How the Concepts Connect

1. FORWARD PASS
   input → layers → prediction → loss

   Model uses current weights to make prediction
   Loss measures how wrong it is

2. BACKPROPAGATION (Autograd)
   loss.backward()

   Computes gradients for all weights
   Tracks dependencies through computation graph

3. OPTIMIZATION
   optimizer.step()

   Updates weights using gradients
   Moves toward lower loss

4. REPEAT
   Next iteration: model should be slightly better

Step 4: Model Evaluation

After training, check if the model learned:

# Test the trained model
test_cases = [
    (Tensor([6.0]), [1.0, 0.0]),  # Should predict even
    (Tensor([7.0]), [0.0, 1.0]),  # Should predict odd
]

model.eval()  # Set to evaluation mode (no training)
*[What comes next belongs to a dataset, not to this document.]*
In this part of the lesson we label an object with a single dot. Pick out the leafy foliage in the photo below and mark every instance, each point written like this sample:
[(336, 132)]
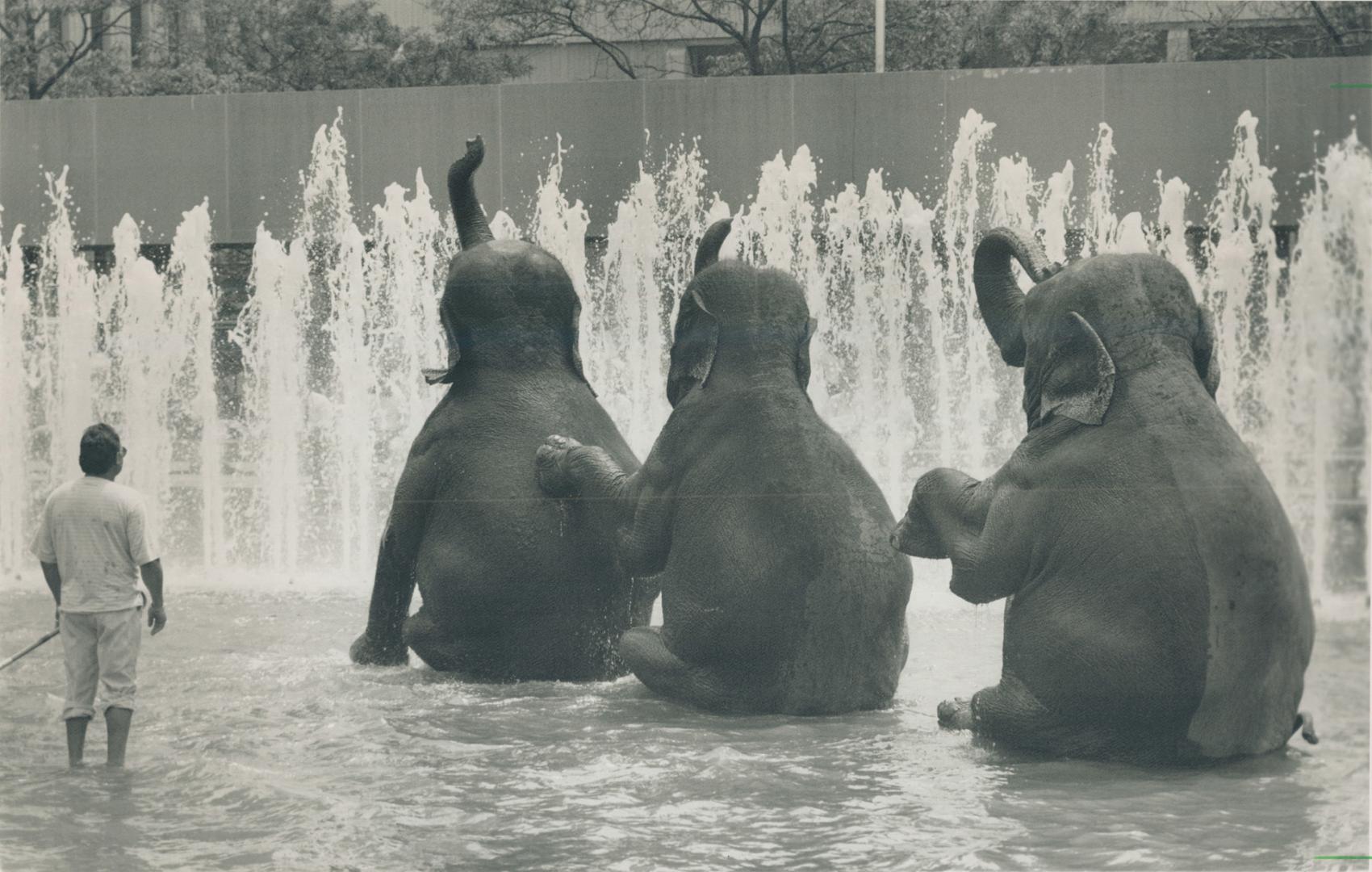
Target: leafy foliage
[(231, 45)]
for input_data, expected in test_cases:
    with no_grad():  # No gradients needed for inference
        prediction = model.forward(input_data)
        print(f"Input: {input_data.data}, Prediction: {prediction.data}, Expected: {expected}")

Step 5: Save the Trained Model

Once training is complete, save the learned weights:

# Save model weights (the learned parameters)
model_state = {
    'layer1_weight': model.layer1.weight.data,
    'layer1_bias': model.layer1.bias.data,
    'layer2_weight': model.layer2.weight.data,
    'layer2_bias': model.layer2.bias.data,
}

save_model(model_state, 'model_v1.pth')
print("Model saved! Weights are frozen.")

What we’re saving: The learned weights that make the model accurate. These are static - they won’t change.

Step 6: Deploy Model (Inference Only)

In production, we load the saved model and use it for predictions:

# Load saved model
model = SimpleModel()
model.load_state_dict(load_model('model_v1.pth'))
model.eval()  # Evaluation mode: no training

# Production inference
def predict(input_number):
    """
    Make prediction on new data.
    Model is frozen - no learning happens here.
    """
    input_tensor = Tensor([input_number])

    with no_grad():  # No gradients needed (no training)
        prediction = model.forward(input_tensor)

        # Convert to readable output
        if prediction.data[0] > prediction.data[1]:
            return "even"
        else:
            return "odd"

# Use the deployed model
print(predict(8))   # "even"
print(predict(9))   # "odd"
print(predict(10))  # "even"

Key points:

  • Model weights are frozen (static)
  • Only forward pass (no backward, no gradients)
  • Fast inference, no training overhead
  • Same input → same output (deterministic)

The Complete Picture

Training Phase (Dynamic)

Data → Model → Prediction → Loss

            Backward (Autograd)

            Gradients

            Optimizer Updates Weights

            Repeat (model improves)

Deployment Phase (Static)

New Input → Model (frozen weights) → Prediction
           (no learning, no gradients)

Real-World Analogy

Training:

  • Like a student learning: makes mistakes, gets feedback (loss), adjusts (optimizer), improves over time

Deployment:

  • Like a graduated student taking an exam: uses learned knowledge (frozen weights), no learning during the exam, just applying what was learned

Summary: How Everything Connects

  1. Data provides examples with correct answers
  2. Layers define the model structure
  3. Forward pass makes predictions using current weights
  4. Loss measures how wrong predictions are
  5. Backpropagation (Autograd) computes gradients automatically
  6. Optimizer updates weights to reduce loss
  7. Training loop repeats until model is accurate
  8. Save model freezes the learned weights
  9. Deploy uses frozen model for inference only

The framework (TinyTorch/PyTorch) handles steps 5-6 automatically, so you focus on steps 1-3 (data, architecture, training loop). That’s the power of ML frameworks - they abstract the complex math so you can build systems.